Cite as: http://hdl.handle.net/11858/00-001M-0000-002E-A23C-A
Abstract
The NODDI-DTI signal model is a modification of the NODDI signal model that formally allows interpretation of standard single-shell DTI data in terms of biophysical parameters in healthy human white matter (WM). The NODDI-DTI signal model contains no CSF compartment, restricting application to voxels without CSF partial-volume contamination. This modification allowed derivation of analytical relations between parameters representing axon density and dispersion, and DTI invariants (MD and FA) from the NODDI-DTI signal model. These relations formally allow extraction of biophysical parameters from DTI data. NODDI-DTI parameters were estimated by applying the proposed analytical relations to DTI parameters estimated from the first shell of data, and compared to parameters estimated by fitting the NODDI-DTI model to both shells of data (reference dataset) in the WM of 14 in vivo diffusion datasets recorded with two different protocols, and in simulated data. The first two datasets were also fit to the NODDI-DTI model using only the first shell (as for DTI) of data. NODDI-DTI parameters estimated from DTI, and NODDI-DTI parameters estimated by fitting the model to the first shell of data gave similar errors compared to two-shell NODDI-DTI estimates. The simulations showed the NODDI-DTI method to be more noise-robust than the two-shell fitting procedure. The NODDI-DTI method gave unphysical parameter estimates in a small percentage of voxels, reflecting voxelwise DTI estimation error or NODDI-DTI model invalidity. In the course of evaluating the NODDI-DTI model, it was found that diffusional kurtosis strongly biased DTI-based MD values, and so, making assumptions based on healthy WM, a novel heuristic correction requiring only DTI data was derived and used to mitigate this bias.
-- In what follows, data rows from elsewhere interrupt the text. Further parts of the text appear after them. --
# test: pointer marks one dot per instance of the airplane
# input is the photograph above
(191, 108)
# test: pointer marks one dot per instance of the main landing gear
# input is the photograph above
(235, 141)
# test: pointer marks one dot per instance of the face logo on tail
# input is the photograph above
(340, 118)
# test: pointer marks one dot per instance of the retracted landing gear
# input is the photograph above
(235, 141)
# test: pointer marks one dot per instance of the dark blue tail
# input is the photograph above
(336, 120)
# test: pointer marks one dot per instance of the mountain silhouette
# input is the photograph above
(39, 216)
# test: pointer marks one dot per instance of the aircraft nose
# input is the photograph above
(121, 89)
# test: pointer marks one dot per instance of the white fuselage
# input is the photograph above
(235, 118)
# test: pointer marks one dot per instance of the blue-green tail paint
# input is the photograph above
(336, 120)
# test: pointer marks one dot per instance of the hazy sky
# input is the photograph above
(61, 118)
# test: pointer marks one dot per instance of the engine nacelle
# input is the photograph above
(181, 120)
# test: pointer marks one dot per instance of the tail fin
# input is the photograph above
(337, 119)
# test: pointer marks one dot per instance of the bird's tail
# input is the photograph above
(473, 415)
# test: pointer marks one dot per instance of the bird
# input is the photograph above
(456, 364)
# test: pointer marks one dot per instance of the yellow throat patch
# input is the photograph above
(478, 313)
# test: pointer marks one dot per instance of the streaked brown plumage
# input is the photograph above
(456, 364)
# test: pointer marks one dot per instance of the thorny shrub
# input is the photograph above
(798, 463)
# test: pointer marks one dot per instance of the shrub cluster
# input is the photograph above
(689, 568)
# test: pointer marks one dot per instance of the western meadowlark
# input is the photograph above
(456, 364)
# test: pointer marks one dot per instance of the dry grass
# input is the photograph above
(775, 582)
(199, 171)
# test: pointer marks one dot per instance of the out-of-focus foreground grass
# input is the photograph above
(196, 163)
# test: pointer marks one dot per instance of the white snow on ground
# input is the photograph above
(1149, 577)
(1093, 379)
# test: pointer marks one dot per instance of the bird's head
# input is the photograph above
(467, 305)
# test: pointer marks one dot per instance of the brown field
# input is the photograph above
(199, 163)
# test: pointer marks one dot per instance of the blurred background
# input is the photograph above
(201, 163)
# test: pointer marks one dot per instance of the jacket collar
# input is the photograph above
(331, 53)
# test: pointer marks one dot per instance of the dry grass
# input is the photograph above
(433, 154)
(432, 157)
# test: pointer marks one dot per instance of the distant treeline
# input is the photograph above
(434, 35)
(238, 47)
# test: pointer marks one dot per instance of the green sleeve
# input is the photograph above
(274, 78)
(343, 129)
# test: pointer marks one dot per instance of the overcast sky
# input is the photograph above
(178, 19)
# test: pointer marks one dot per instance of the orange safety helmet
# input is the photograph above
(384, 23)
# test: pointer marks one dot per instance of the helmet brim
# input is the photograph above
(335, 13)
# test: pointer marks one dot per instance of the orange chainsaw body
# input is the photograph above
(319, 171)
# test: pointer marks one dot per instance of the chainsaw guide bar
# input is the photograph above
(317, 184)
Since validations were only performed on healthy WM, application to grey matter or pathological WM would require further validation. Our results demonstrate NODDI-DTI to be a promising model and technique to interpret restricted datasets acquired for DTI analysis in healthy white matter with greater biophysical specificity, though its limitations must be borne in mind.